Community Renewal and Development Inc. will use the funds to cover a portion of the administrative costs for managing a $1,510,000 home repair and down payment assistance program. It will be part of the city’s Choice Neighborhoods initiative in near North St. Louis, which includes the upcoming National Geospatial Agency facility.
“A lot of the existing neighbors who have stayed in the neighborhood through decades of disinvestment have said, ‘What about us? How will Choice Neighborhoods benefit us?’” said Sal Martinez, executive director of Community Renewal and Development. “We are very excited that there will be home repair dollars to assist those families.”
The seed money will help Northside Community Housing, Inc. run a $15,000 financial counseling and shared savings program for residents in their housing development who want to go from renting to owning a home. Northside Community Housing has worked in the historic Ville neighborhood in St. Louis city for 40 years.

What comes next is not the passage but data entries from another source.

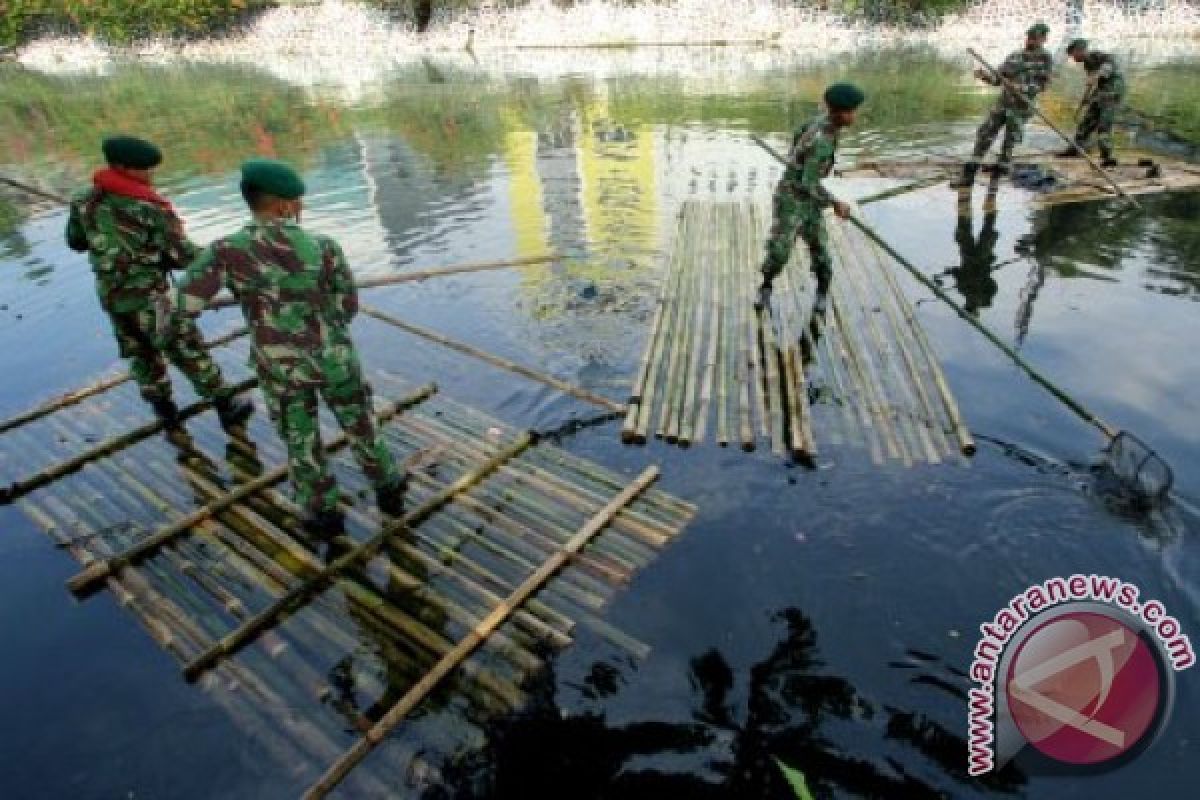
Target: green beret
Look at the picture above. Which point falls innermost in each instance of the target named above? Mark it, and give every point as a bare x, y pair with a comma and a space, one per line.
269, 176
844, 97
130, 151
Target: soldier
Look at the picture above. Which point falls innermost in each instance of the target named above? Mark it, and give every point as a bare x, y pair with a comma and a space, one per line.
799, 198
298, 295
133, 239
1105, 90
1029, 71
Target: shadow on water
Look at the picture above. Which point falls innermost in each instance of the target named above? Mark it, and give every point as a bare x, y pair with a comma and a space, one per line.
791, 709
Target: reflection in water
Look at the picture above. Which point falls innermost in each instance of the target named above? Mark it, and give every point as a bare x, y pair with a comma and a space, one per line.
977, 254
793, 709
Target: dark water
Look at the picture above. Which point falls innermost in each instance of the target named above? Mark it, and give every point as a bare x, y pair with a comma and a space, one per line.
821, 617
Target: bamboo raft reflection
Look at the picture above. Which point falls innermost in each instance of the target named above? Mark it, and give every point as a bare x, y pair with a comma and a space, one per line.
317, 650
864, 371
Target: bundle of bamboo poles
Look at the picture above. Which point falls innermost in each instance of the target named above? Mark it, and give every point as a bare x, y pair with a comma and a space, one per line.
467, 595
711, 360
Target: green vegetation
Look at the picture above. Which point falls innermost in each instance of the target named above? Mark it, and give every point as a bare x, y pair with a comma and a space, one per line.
213, 116
121, 20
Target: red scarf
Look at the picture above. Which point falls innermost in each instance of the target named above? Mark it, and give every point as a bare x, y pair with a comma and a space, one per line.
114, 182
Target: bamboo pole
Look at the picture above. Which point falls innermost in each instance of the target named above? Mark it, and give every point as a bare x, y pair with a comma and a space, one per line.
24, 486
853, 352
705, 277
340, 769
754, 343
966, 443
643, 368
874, 376
743, 352
627, 530
717, 344
905, 341
677, 365
99, 570
497, 361
235, 639
900, 396
654, 377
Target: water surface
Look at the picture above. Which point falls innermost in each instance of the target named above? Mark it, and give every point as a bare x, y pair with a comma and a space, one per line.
821, 615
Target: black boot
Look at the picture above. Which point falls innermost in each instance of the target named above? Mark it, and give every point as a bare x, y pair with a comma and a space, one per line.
967, 178
763, 298
166, 410
391, 498
232, 410
325, 524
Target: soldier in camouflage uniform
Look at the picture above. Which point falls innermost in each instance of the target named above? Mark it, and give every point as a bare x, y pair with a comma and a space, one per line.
133, 240
299, 296
801, 199
1105, 90
1029, 70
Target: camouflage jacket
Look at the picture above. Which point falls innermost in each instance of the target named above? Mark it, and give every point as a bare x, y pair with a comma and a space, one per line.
1029, 71
811, 157
131, 245
297, 293
1103, 72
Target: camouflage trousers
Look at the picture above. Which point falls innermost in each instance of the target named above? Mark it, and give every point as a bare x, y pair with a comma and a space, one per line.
793, 217
1009, 120
1098, 120
135, 332
294, 413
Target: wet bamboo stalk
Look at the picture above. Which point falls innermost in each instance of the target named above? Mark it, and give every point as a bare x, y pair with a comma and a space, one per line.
489, 539
861, 405
868, 344
628, 528
55, 471
774, 385
677, 364
496, 361
235, 639
715, 349
82, 581
754, 342
739, 292
360, 595
706, 270
643, 370
877, 421
966, 443
340, 769
655, 378
82, 394
935, 434
678, 509
900, 397
831, 368
151, 609
423, 639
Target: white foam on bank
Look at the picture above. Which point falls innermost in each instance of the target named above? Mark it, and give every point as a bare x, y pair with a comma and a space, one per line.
345, 46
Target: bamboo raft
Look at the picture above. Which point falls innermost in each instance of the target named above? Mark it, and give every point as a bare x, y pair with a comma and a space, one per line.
321, 651
1074, 180
867, 370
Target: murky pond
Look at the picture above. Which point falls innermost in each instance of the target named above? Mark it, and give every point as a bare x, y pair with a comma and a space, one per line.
823, 617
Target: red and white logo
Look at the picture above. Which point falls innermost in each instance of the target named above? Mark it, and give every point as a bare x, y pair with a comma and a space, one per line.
1084, 687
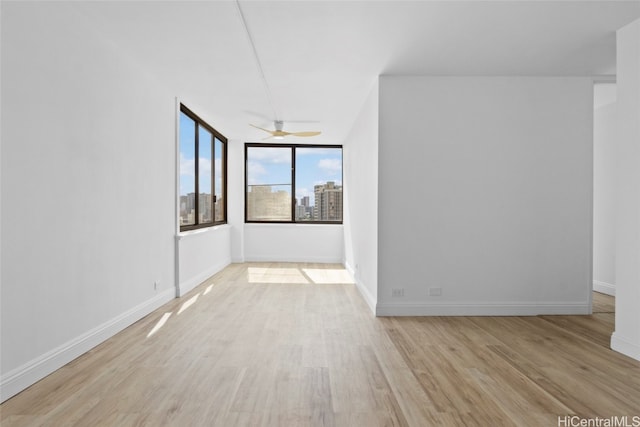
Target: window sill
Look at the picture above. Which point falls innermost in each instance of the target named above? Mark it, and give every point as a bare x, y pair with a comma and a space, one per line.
191, 233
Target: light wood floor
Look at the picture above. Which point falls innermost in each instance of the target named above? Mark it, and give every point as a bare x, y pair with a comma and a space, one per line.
285, 345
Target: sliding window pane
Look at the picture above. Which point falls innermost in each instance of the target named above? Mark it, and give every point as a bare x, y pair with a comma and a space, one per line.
187, 170
319, 184
268, 184
205, 140
218, 167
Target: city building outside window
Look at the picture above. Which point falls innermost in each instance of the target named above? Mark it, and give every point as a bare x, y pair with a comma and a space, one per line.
293, 183
203, 173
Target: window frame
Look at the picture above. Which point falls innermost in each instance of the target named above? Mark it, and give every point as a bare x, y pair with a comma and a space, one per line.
293, 148
215, 135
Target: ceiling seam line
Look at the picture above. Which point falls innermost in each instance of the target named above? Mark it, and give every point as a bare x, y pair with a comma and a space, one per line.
259, 64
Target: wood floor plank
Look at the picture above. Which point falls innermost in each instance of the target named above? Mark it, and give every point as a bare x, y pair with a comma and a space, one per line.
288, 344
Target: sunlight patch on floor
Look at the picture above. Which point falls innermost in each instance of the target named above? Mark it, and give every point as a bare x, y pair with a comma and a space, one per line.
275, 275
160, 324
322, 276
188, 303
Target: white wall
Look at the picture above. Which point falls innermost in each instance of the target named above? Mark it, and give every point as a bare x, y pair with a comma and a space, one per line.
485, 191
604, 188
201, 254
235, 188
626, 338
88, 191
322, 243
361, 199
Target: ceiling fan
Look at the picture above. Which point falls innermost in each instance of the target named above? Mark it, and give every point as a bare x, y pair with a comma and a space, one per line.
280, 134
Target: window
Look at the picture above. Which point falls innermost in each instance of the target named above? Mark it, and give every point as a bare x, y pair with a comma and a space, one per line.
293, 183
203, 166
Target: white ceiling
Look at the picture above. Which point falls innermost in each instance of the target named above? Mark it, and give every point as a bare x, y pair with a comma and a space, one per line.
320, 58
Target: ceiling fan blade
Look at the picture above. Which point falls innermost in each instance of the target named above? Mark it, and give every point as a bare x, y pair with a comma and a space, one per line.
258, 127
305, 133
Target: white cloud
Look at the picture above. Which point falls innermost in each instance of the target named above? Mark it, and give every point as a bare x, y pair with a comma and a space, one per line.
331, 166
256, 170
270, 154
205, 167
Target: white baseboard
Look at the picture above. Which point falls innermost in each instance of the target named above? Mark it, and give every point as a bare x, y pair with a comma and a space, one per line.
625, 346
191, 283
13, 382
604, 288
293, 258
368, 298
480, 309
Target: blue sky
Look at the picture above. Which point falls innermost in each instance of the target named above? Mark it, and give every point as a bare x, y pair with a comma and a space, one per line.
266, 165
313, 166
187, 158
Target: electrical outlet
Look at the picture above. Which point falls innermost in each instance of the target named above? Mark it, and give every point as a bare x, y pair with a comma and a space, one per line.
398, 292
435, 292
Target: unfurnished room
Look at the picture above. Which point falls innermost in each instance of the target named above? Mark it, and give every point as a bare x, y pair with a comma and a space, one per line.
319, 213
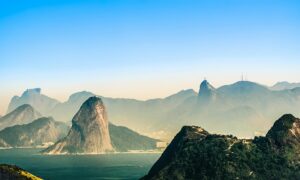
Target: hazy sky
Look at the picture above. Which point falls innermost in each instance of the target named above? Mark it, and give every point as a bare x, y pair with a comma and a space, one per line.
144, 49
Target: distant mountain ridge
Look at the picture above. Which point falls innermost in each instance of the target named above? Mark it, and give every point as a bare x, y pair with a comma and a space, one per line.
21, 115
196, 154
284, 85
33, 97
40, 132
236, 108
91, 133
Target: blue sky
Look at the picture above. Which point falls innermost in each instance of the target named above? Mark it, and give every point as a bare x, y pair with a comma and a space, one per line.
144, 48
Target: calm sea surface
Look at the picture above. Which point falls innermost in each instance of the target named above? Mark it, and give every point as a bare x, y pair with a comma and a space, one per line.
91, 167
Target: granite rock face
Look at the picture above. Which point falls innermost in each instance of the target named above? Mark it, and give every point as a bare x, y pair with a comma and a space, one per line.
89, 132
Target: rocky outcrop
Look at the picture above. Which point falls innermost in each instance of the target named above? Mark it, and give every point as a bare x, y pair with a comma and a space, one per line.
41, 132
12, 172
21, 115
89, 132
196, 154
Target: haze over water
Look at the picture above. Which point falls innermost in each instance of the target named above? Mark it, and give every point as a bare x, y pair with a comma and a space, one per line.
129, 48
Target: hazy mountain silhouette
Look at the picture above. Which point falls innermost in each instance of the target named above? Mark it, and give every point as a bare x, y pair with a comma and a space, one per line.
21, 115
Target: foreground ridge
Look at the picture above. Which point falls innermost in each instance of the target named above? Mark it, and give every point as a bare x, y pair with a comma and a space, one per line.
196, 154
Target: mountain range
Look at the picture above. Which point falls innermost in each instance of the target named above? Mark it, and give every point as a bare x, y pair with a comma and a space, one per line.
243, 109
196, 154
284, 85
41, 132
21, 115
91, 133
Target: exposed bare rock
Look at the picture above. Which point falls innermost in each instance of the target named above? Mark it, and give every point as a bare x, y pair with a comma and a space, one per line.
89, 132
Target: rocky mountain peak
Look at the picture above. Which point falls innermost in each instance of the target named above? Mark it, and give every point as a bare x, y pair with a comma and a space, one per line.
286, 131
89, 132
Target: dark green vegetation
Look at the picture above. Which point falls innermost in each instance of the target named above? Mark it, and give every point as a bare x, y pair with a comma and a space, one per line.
124, 139
196, 154
10, 172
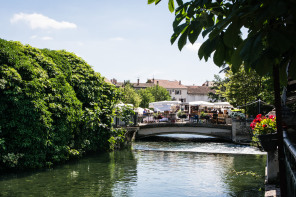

From executive director Jessica Eiland’s experience, the biggest need for residents to become homeowners was education around credit and building credit, she said. While they do offer classes for the residents, the funding will help them go a step further in helping people navigate through the “nitty gritty process” of building credit, Eiland said.
Spanish Lake CDC, a community development nonprofit, will use the funds to seed a revolving acquisition fund for the organization’s affordable housing development program. Executive director Angela Pinex said the nonprofit is still in its “infancy stage.”
“The core of what our residents view as community development is being able to take back control of our housing stock,” Pinex said.
The community wants to preserve their “awesome housing style,” and in order to do that, they need to be able to complete with investors.
The partnership between Midland States Bank and Invest STL began in 2016 when the bank supported the Community Builders Network of Metro St. Louis, Rise Community Development, and the St. Louis Community Foundation to run a capacity-building initiative for community development nonprofits and lenders. The seed money initiative built off that program, and Invest STL aims to work with other banks in the same way.
Invest STL is built upon banks, community organizations and good thought leadership, said Bob Herleth, director of Invest STL.
He said, “The big idea represents maybe another evolution of community development, where philanthropy can be organized to help stimulate community revitalization in the region and work with all the players who exist today.”